今日からできること 子どもの前で「パパ、これ面白いな」と声に出して本を読んでみましょう。
やってしまいがちなNG行動
| NG行動 | 影響 |
|---|---|
| 「勉強しなさい」と毎日言う | やる気を逆にそいでしまう |
| 成績だけで褒める・怒る | 結果のためだけに学ぶ子になる |
| 他の子と比べる | 自信と学ぶ意欲が失われる |
| 子どもの「好き」を否定する | 内側から湧く学ぶ動機が消えてしまう |
| 失敗を責める | 挑戦することを恐れるようになる |
こんな人におすすめの記事です
- 「うちの子、自分から全然勉強しない」と悩んでいるパパ・ママ
- 叱っても褒めても効果がなくて困っている方
- 小学校入学前に「学ぶ習慣」の土台を作りたい方
よくある質問
Q. 「勉強しなさい」と言わないと、本当に自分からやるようになりますか?
すぐには変わらないかもしれません。でも「勉強しなさい」と言い続けても変わらないなら、まず関わり方を変えてみましょう。子どもが「好き」と思えることを見つけて伸ばすことが、自分で学ぶ子への一番の近道です。

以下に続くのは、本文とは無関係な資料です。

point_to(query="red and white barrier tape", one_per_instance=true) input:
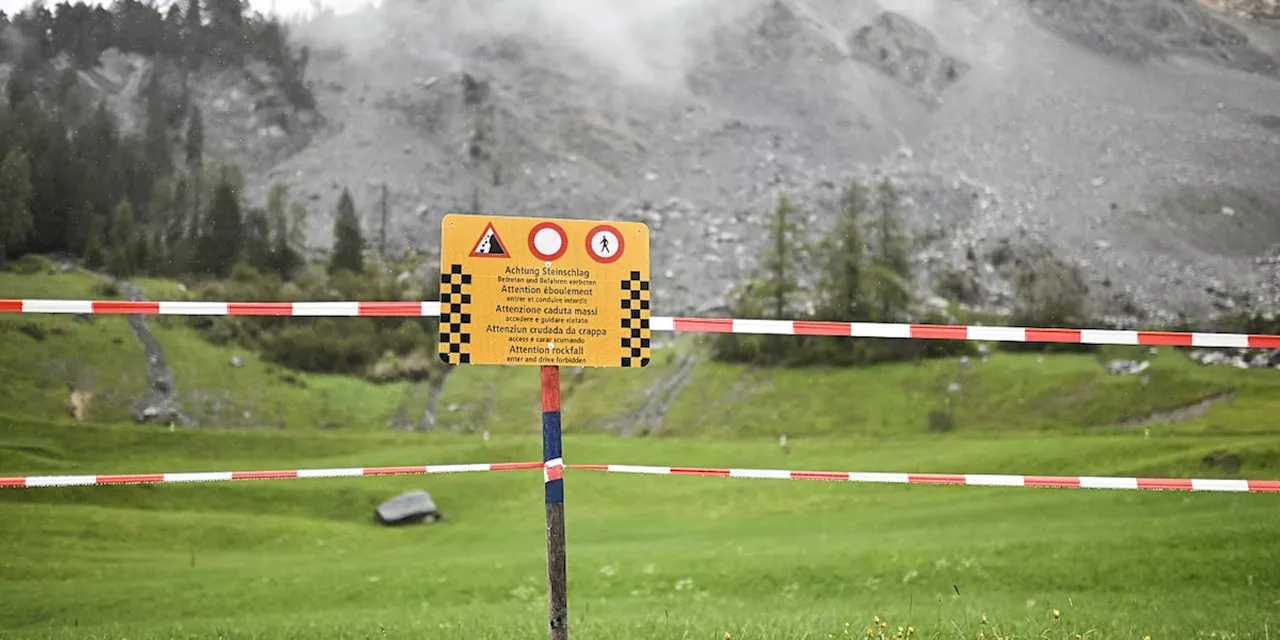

Q. 好きなことだけやらせていたら、勉強がおろそかになりませんか?
実力を蓄え大きく成長するためには、勉強は絶対に必要です。その基本を作るのに最適な時期は小学生のときで、勉強に関しては小学生のうちにすべてが決まると言っても過言ではありません。 「好き」を伸ばしながら、基礎学習との両立を意識していきましょう。
Q. パパが関わる時間が少なくても大丈夫ですか?
大丈夫です。時間より質が大切です。帰宅後の短い時間でも「今日どうだった?」と話を聞く・一緒に本を読む・子どもの「好き」に興味を持つ。そういった小さな関わりの積み重ねが大きな影響を与えます。
まとめ
ハーバード流・自分で学ぶ子の育て方8選をまとめます。
- 「勉強しなさい」と言わない
- 「好き」と「得意」を見つけて伸ばす
- 100%ほめる・比べない
- 「YES」「AND」の声かけを使う
- 家を「安全基地」にする
- リビングで一緒に過ごす時間を作る
- 「将来何になりたい?」と聞かない
- パパ・ママ自身が学ぶ姿を見せる
難しいことは何もありません。「勉強しなさい」をやめて、「今日何が楽しかった?」に変えるだけで、家庭の空気が変わり始めます。いろパパも現在進行形で取り組んでいます。